Wolfgang Mayer ou la lecture poétique
Wolfgang Mayer forme avec Cristina Gomez le groupe Discoteca Flaming Star. Ensemble, ils mènent des performances et fabriquent des objets à forte valeur symbolique. Comme ces tapis persans intitulés « Alfombras » portant des inscriptions et recouverts d’une peinture acrylique noire rugueuse peu attrayante, sur lesquels il est possible de marcher, ou que l’on peut contourner. Étranges aussi, ces grands dessins noirs et violets aux motifs floraux, issus d’une série d’actions proches du rituel. À l’origine de ces grandes compositions florales proches de vanités, il y a encore des textes, « Vom Krieg » de Clausewitz ou « Le Prince » de Machiavel, qui, une fois lus puis photocopiés, sont recouverts d’une peinture noire jusqu’à ce qu’ils disparaissent, puis découpés en petites lanières et assemblés pour former des dessins. Wolfgang Mayer définit son travail comme « une forme poétique de lecture ». Car à l’issue de toutes ces actions, l’espace de l’œuvre devient la traduction de la relation physique qui existe dans la lecture.

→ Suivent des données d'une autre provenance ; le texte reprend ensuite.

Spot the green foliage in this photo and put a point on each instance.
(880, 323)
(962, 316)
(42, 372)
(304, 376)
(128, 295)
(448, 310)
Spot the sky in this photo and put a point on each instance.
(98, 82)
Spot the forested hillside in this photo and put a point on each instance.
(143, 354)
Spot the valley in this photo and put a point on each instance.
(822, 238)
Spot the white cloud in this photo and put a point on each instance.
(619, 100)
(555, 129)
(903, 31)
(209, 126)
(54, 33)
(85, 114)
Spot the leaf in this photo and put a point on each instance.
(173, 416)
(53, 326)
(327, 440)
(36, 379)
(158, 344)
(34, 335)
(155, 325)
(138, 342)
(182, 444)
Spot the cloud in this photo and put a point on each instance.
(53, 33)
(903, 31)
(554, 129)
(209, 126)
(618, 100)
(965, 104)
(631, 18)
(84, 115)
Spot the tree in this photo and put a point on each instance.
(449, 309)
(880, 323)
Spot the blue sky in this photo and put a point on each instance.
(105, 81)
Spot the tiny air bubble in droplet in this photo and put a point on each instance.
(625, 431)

Michael Schultze ou la poésie plastique
Michael Schultze présente des photographies et une vidéo qui s’intitule « Sometimes a narrative », sorte de méditation poétique sur la transformation des objets. Schultze examine les relations entre les formes du modernisme, qui dans sa vidéo sont rendues presque illisibles. Dans l’atelier, il met en rapport images, dessins, photographies, sculptures, travaillant sur la translation qui s’opère dans le passage d’une forme à l’autre. « J’écris beaucoup et je lis beaucoup. Je travaille comme un poète mais avec des formes et des spécifications visuelles », dit-il. Chez lui, pas de texte mais des formes déplacées, qui ont perdu leur statut d’origine, comme ces photogrammes d’une fleur de lys côtoyant des formes abstraites, disposées comme des phrases, des séquences.

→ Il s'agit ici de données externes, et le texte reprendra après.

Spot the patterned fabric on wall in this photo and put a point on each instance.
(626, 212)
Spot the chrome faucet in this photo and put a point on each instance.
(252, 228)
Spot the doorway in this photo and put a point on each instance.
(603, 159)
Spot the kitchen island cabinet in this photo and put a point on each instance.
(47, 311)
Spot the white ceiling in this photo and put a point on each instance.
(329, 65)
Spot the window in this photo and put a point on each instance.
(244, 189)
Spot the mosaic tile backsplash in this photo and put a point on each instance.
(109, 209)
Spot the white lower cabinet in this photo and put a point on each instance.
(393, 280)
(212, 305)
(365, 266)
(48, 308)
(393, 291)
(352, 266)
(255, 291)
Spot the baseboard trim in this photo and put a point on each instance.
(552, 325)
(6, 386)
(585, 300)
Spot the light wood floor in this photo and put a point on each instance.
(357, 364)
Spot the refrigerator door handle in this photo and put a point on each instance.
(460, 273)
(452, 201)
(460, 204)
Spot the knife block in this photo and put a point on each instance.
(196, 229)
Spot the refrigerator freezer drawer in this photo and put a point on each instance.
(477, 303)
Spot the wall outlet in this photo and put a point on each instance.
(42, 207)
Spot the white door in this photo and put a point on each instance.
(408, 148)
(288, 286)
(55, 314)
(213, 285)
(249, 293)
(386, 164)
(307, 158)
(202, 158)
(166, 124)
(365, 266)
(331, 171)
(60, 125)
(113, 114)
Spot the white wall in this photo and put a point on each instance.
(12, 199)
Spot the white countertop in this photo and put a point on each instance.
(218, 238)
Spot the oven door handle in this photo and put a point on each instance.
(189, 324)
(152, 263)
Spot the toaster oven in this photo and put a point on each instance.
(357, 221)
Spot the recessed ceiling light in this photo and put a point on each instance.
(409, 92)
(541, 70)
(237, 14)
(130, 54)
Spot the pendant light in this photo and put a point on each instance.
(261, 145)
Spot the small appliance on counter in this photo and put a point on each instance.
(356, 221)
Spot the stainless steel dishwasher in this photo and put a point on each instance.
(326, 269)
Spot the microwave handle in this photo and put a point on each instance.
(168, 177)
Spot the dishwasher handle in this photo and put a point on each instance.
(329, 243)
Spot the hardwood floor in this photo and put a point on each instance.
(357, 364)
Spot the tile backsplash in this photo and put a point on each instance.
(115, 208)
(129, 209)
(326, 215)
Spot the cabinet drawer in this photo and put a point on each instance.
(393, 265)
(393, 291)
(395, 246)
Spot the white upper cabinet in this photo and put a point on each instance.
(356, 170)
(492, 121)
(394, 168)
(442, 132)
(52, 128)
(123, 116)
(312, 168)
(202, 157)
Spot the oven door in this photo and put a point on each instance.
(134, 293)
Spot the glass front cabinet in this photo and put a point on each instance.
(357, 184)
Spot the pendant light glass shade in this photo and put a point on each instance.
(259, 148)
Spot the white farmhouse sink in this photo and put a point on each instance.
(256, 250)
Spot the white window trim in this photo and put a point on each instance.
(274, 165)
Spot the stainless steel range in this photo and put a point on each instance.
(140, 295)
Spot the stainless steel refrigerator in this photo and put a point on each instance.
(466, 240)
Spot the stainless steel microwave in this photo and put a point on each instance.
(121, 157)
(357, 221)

Florence Lazar ou le tapis-jardin
Dans la série photographique « Repos, cité des bosquets » (2006), Florence Lazar photographie des groupes de femmes d’origine orientale qui se sont regroupées dans les jardins de Montfermeil autour d’un tapis. « Présentation », « Conservation », « Repos », trois moments de la vie de ces femmes, trois actions, rituels de partage, s’organisent autour d’un objet. Objet d’échange symbolique, le tapis opère un déplacement de l’intérieur vers l’extérieur, il est mis au dehors, au milieu des jardins. Deux formes se confrontent : celle de l’hortus conclusus, lieu clos et sacré, et le tapis, représentation utopique du jardin. Chez ces trois artistes, les dispositifs de perception s’entendent au sens large, comme image, représentation, mais aussi lieu de la conversation, de la lecture. Autant d’éléments qui modifient totalement le rapport du spectateur aux œuvres et ouvrent vers une nouvelle forme de récit, que ce soit par l’organisation séquentielle des formes ou la transformation et le déplacement d’un objet dans l’espace.